To address the scarcity of high-quality annotated nighttime semantic segmentation data for autonomous driving perception, this paper proposes a novel paradigm for generating photorealistic nighttime segmentation data from a single daytime image—without requiring paired nighttime imagery. Methodologically, it integrates monocular depth estimation with semantic-guided mesh reconstruction to establish high-fidelity scene geometry, and combines material-aware physically based ray tracing with inverse rendering to model realistic light sources and perform low-light relighting. Its key contributions are: (i) the first end-to-end coupling of monocular geometric reconstruction, semantic-guided mesh generation, and physics-based nighttime relighting; and (ii) generation of highly generalizable synthetic data that significantly improves both supervised and unsupervised segmentation models on nighttime benchmarks. Human perceptual evaluation further validates the photorealism of the synthesized nighttime scenes.

Semantic segmentation is an important task for autonomous driving. A powerful autonomous driving system should be capable of handling images under all conditions, including nighttime.

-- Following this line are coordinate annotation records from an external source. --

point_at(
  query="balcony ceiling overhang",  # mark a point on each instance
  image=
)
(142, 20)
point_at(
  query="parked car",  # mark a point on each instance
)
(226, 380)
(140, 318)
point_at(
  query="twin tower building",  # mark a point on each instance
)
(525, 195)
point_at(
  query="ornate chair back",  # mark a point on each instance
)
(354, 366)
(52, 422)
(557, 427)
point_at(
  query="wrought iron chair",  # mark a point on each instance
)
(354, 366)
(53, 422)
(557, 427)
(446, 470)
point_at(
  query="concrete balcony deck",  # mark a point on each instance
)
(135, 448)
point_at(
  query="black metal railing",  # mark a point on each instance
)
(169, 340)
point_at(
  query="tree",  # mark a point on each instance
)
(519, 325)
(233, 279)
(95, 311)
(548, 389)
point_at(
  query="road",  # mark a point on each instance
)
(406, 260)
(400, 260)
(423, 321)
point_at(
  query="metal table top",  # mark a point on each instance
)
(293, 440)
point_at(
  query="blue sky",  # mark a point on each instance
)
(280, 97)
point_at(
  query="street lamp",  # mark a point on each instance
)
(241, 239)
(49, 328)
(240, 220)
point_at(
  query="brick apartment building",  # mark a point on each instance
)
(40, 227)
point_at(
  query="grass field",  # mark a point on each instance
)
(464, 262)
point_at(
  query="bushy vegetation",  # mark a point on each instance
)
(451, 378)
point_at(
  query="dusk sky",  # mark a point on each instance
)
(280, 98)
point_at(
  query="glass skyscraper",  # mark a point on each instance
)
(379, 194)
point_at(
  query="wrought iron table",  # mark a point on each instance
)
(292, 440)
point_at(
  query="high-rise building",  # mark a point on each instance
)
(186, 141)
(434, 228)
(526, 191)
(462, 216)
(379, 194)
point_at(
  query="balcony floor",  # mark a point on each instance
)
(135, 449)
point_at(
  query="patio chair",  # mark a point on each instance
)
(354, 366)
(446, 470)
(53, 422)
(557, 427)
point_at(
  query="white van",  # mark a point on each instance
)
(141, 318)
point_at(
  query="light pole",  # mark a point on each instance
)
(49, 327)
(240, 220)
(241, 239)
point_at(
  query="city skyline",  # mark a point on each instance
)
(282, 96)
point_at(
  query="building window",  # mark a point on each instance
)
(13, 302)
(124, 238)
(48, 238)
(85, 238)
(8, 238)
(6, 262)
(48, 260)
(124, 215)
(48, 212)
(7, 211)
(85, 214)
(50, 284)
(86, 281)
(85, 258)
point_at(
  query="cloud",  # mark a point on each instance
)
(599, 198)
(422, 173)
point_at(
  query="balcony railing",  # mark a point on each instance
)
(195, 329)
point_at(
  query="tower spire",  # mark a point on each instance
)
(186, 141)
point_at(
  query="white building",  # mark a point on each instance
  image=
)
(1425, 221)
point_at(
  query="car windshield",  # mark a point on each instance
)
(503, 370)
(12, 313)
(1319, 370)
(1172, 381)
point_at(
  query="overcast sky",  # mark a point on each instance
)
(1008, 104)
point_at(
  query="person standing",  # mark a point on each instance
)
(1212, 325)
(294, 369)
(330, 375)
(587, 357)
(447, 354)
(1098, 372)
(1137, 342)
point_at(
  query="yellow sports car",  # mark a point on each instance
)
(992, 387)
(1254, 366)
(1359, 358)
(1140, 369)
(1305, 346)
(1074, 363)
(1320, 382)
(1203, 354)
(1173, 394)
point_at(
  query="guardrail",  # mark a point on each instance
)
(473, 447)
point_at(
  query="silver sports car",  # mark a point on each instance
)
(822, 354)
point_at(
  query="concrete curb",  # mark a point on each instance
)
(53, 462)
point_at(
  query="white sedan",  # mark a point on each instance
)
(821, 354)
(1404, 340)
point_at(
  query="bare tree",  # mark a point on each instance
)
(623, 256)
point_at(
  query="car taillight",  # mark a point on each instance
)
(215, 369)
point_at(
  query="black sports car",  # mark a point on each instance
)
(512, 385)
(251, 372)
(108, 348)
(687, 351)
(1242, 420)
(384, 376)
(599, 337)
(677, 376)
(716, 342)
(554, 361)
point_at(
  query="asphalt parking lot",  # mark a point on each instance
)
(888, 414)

Generating accurate and diverse nighttime semantic segmentation datasets is crucial for enhancing the performance of computer vision algorithms in low-light conditions. In this thesis, we introduce a novel approach named NPSim, which enables the simulation of realistic nighttime images from real daytime counterparts with monocular inverse rendering and ray tracing. NPSim comprises two key components: mesh reconstruction and relighting. The mesh reconstruction component generates an accurate representation of the scene structure by combining geometric information extracted from the input RGB image and semantic information from its corresponding semantic labels. The relighting component integrates real-world nighttime light sources and material characteristics to simulate the complex interplay of light and object surfaces under low-light conditions. The scope of this thesis mainly focuses on the implementation and evaluation of the mesh reconstruction component. Through experiments, we demonstrate the effectiveness of the mesh reconstruction component in producing high-quality scene meshes and their generality across different autonomous driving datasets. We also propose a detailed experiment plan for evaluating the entire pipeline, including both quantitative metrics in training state-of-the-art supervised and unsupervised semantic segmentation approaches and human perceptual studies, aiming to indicate the capability of our approach to generate realistic nighttime images and the value of our dataset in steering future progress in the field.